Kabul edemesem de kurtuluşum olmayacağı hissine kapılmaya başladım. Artık iğrendiğim bir herifle zorla beraber olacaktım ve Harry'nin yüzüne bakamayacaktım. Ondan ayrılmam gerekir, değil mi? Göğüslerimi sıkan ellerini tüm gücümle üstümden çekmeye çalışıyordum ama işe yaramıyordu. Boynumdan yavaş yavaş daha aşağılara iniyordu öpücükleri. Sol göğsümün üstünü koparacak kadar sert öpüyordu. Pantolonunun kemerini tek eliyle açmaya çalışıyordu. İşte bu son fırsatımdı.

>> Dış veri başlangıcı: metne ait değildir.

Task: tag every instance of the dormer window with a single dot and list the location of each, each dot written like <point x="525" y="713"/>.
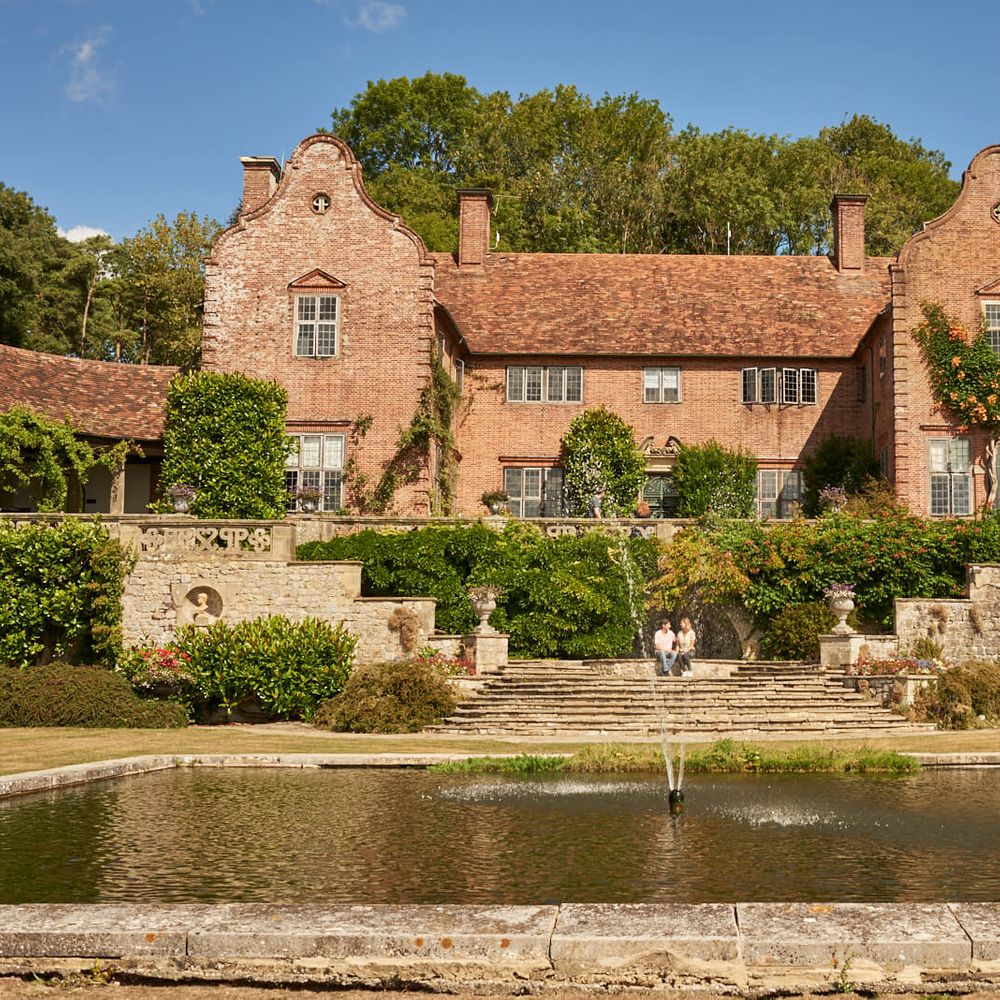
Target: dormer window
<point x="991" y="317"/>
<point x="316" y="326"/>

Kolay olmadı ama onu üstümden itebilmiştim. O anda elimden geldiği kadar hızlı hareket etmeye çalışıp kaçmaya çalıştım ve başardım. Arkamdan geliyordu ama arabasına binip gitmemi engelleyememişti. Bu iş burda bitmedi, diye bağırdı arkamdan. Bense hızlıca oradan uzaklaşmıştım. Hala ağlıyordum ve önümü görmekte zorlanıyordum. Kaza yapmamayı umarak eve doğru yol alıyordum.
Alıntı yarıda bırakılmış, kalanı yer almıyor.